Y-CHANNEL MICROMIXER EFFICIENCY EVALUATION USING LIF CONFOCAL MICROSCOPE

Abstract

Owing to the extremely small device and velocity scale, mixing in microchannel proceeds very slowly by way of molecular diffusion transport. Thus mixing enhancement becomes a central issue in microfluidics for biomedical and chemical applications. In this work, we perform the approximate optimizations to maximize the mixing efficiency of the Ychannel micromixer. We first consider flow analysis to investigate the effect of obstacle layout and radius on the mixing efficiency using an unstructured grid N-S method including concentration transport phenomena solver.
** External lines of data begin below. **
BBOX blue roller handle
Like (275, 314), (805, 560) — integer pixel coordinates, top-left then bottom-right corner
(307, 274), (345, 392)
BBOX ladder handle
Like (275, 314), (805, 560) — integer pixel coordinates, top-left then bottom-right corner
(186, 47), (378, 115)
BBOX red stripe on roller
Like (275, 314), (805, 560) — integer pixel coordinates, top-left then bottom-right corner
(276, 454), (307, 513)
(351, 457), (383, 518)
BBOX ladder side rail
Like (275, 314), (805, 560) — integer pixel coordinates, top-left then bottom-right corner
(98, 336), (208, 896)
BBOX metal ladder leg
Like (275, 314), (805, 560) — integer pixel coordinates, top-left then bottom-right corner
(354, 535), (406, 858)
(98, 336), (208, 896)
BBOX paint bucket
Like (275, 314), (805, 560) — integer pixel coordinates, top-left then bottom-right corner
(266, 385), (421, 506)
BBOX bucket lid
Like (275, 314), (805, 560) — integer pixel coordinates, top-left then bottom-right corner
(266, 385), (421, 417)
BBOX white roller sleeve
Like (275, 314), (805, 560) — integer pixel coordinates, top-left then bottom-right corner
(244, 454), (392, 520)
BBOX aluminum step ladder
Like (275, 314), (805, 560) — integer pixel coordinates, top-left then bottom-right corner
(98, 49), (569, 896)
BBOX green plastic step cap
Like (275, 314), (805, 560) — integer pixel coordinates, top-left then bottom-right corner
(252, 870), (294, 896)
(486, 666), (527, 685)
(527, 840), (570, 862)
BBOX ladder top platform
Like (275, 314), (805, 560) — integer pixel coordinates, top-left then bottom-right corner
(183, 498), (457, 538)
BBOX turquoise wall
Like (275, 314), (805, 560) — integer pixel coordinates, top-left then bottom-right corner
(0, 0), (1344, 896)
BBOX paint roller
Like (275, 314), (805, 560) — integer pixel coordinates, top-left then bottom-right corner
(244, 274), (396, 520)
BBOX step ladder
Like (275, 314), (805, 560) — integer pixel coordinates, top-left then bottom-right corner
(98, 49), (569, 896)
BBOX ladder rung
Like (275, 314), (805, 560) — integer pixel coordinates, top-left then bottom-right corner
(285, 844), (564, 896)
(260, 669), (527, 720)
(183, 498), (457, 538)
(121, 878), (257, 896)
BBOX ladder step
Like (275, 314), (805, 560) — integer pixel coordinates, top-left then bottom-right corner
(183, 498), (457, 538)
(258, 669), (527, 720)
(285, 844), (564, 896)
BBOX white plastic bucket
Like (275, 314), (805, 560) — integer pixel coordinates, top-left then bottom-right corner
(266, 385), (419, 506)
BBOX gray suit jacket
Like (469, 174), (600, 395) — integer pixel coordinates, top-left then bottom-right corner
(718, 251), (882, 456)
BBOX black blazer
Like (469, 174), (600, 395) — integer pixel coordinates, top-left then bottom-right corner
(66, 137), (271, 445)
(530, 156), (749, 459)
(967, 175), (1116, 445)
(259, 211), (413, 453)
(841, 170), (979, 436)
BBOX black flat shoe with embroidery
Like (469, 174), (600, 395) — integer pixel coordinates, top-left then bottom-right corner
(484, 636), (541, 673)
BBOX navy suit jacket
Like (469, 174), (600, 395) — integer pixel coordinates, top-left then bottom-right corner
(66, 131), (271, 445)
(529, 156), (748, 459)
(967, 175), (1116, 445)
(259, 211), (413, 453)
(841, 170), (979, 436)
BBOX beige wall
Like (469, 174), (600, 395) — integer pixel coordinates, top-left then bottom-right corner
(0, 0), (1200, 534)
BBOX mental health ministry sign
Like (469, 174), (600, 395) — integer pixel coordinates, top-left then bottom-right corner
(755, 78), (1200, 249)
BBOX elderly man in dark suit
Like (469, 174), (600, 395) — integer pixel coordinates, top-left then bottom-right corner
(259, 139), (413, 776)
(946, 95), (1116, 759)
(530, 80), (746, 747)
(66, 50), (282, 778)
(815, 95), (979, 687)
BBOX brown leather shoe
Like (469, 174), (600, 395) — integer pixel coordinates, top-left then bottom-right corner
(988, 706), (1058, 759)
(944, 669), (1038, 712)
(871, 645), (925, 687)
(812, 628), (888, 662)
From the simulations, it is shown that the asymmetric layout and radius enlargement of obstacles greatly improves mixing efficiency. Then, optimum design practices are performed using neural network and Sequential Quadratic Programming (SQP) method. In efficient micromixer design, it is essential to evaluate mixing efficiency with good precision. Mixing efficiency for Y-channel micromixer is measured by fluorescence intensity using LIF(Laser Induced Fluorescence) Confocal Microscope. The Ychannel micromixers are fabricated with polydimethylsiloxane (PDMS). Nile Blue A is injected into the micromixer as a fluorescence dye for measuring of fluorescence intensity by He/Ne laser. Throughout the experiments and computer simulation, accurate mixing efficiency evaluation process for a PDMS Y-channel micromixer is established. Keywords: Micromixer, Mixing efficiency, Concentration transport, Optimum design.